On some calibrations, the ECM needs to see a certain voltage at this pressure sensor, roughly 1.1V, to keep it out of a regen and not cause a CEL. A common practice when NOT using a tuner designed to eliminate regen, is to use a pressure sim on this sensor. Some calibrations see 1.1V as too much soot load, and will try to regen, thus causing a major problem. How do you know if you need a pressure sim on the current ECM calibration of your vehicle? As a rule of thumb, if you are using a device to clear codes on startup, and using 330 ohm sims, start by NOT installing a pressure sim. Install your 330 ohm sims, clear codes on startup as you normally would, then drive the vehicle for 5-10 miles. If you get a “Catalyst Full, Service Required” message during your FIRST drive cycle, AND it is accompanied by a P244a trouble code, you will need the pressure sim to be code free. If it takes 2 drive cycles to get a P244a code, and the code is NOT accompanied by a “Catalyst Full, Service Required” message, DO NOT install a pressure sim. Doing so will cause the timers to speed up, and will result in a regen for sure. Pressure sims are not commercially produced anymore as they are not easily understood how they work, and are a headache to troubleshoot. Also, the vast amount of factory calibrations, and the differences in these calibrations, is the reason that what may have worked for your friend may not necessarily work for you. Do it yourself sims are easily made using 2 specific resistors, and is easily searchable online.
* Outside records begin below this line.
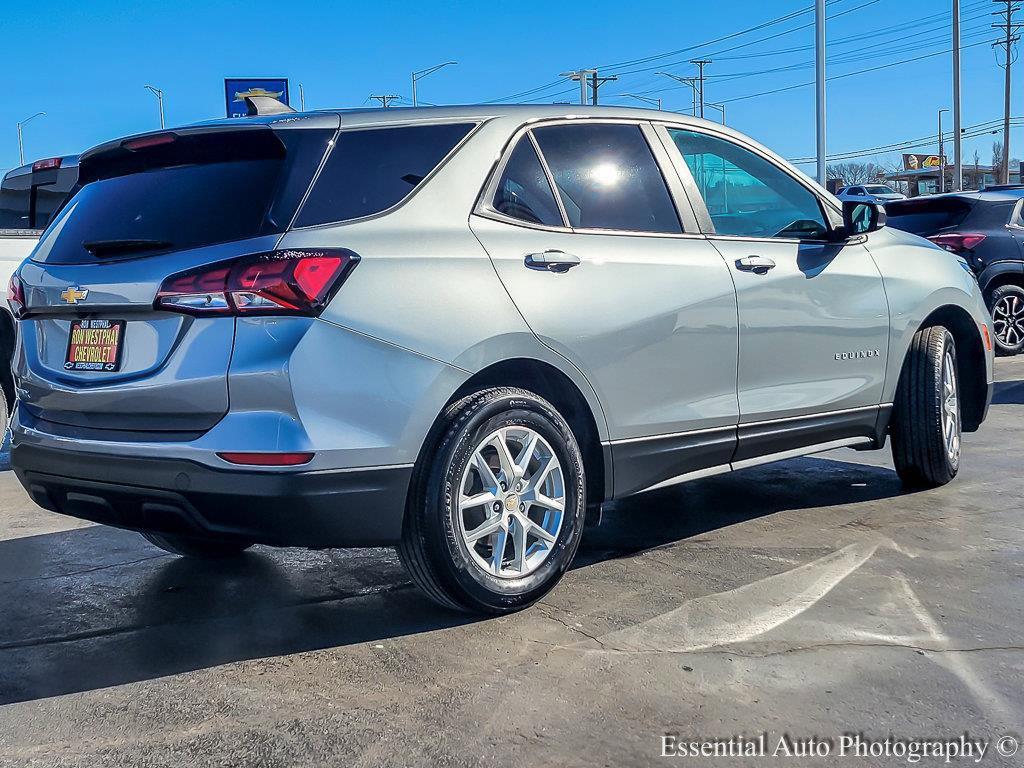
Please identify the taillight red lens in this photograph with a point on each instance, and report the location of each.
(295, 282)
(267, 460)
(957, 242)
(15, 296)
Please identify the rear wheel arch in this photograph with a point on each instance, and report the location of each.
(970, 361)
(556, 387)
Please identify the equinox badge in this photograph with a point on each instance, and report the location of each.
(74, 295)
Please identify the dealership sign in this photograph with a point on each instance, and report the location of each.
(236, 90)
(920, 162)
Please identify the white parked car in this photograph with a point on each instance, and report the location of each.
(29, 198)
(869, 194)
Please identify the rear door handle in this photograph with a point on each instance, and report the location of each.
(551, 261)
(759, 264)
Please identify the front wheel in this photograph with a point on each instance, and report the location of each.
(926, 424)
(498, 506)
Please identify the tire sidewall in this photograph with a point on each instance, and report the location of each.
(486, 590)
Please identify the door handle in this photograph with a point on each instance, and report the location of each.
(757, 264)
(551, 261)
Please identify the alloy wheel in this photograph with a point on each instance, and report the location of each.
(511, 502)
(1008, 320)
(950, 408)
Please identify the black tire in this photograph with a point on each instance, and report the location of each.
(432, 546)
(919, 441)
(1007, 305)
(205, 549)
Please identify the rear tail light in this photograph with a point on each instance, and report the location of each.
(957, 243)
(267, 460)
(294, 282)
(15, 296)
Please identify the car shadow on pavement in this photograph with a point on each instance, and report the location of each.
(1008, 393)
(94, 607)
If you are going to be running the 100 ohm sims, and need to know whether or not you need a pressure sim, here is the test. Install 100 ohm sims. Unplug the 3 wire electrical harness that connects to the pressure sensor. Take a 5-10 mile drive and watch for a "catalyst full, service required" message on the FIRST or SECOND drive cycle. If you do, then you need the pressure sim. If not, you should be good to go.
Dyno test misconceptions
Many people have made the assumption that because 100 ohm sims cause the ECM to think there is a problem with the DPF, it will de-rate or de-fuel the engine, causing a loss of horsepower. This is simply not true. We have installed both 100 ohm and 330 ohm sims in a vehicle, then ran numerous dyno tests with both setups. Horsepower and torque readings on every test were identical.
Is it legal?
Removing the DPF or EGR is NOT STREET LEGAL. A common misconception is that because you may not have emissions testing in your state/county/area that it is OK to remove the emissions equipment. This is simply not true. As a rule of thumb, if a vehicle came with emissions equipment installed on it from the factory, it is illegal to remove them. The exception would be if the vehicle is not registered or certified for highway use, AND is 100% of the time used for racing competition.
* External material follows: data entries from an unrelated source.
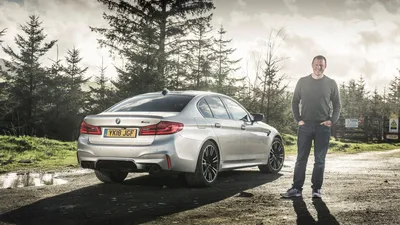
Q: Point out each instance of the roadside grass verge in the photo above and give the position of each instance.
(338, 147)
(25, 153)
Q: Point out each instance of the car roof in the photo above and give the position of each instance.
(187, 92)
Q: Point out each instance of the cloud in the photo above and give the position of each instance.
(241, 3)
(238, 18)
(62, 20)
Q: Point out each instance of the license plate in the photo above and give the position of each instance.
(120, 133)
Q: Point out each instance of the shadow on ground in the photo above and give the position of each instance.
(305, 218)
(137, 200)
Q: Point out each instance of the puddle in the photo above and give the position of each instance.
(17, 180)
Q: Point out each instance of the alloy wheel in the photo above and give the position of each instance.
(210, 163)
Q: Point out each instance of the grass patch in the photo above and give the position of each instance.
(27, 153)
(290, 143)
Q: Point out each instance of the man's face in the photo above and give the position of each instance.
(319, 66)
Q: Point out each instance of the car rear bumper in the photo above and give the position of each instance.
(170, 154)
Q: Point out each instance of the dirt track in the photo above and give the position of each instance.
(358, 189)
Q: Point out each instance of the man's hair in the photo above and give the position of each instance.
(319, 57)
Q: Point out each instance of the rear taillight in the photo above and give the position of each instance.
(161, 128)
(89, 129)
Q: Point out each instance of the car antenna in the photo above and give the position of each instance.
(165, 91)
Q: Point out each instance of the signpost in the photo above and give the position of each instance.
(351, 123)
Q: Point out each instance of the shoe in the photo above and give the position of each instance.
(292, 192)
(316, 193)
Disclaimer:EVERY WORD IN THIS ARTICLE IS MY OPINION AND INTERPRETATION. I MAKE NO CLAIM OF LEGALITY FOR THE USE OF ANY PRODUCT. IN NO WAY AM I QUALIFIED TO DETERMINE IF YOU ARE IN VIOLATION OF ANY LAWS OR STATUTES. IF YOU HAVE QUESTIONS OF WHAT YOU ARE DOING OR IF PRODUCTS YOU HAVE INSTALLED ON YOUR VEHICLE IS LEGAL, I ADVISE YOU TO CONSULT LEGAL ADVICE FROM A LICENSED ATTORNEY.
Last edited by hsperformance; 01-18-2010 at 07:47 PM.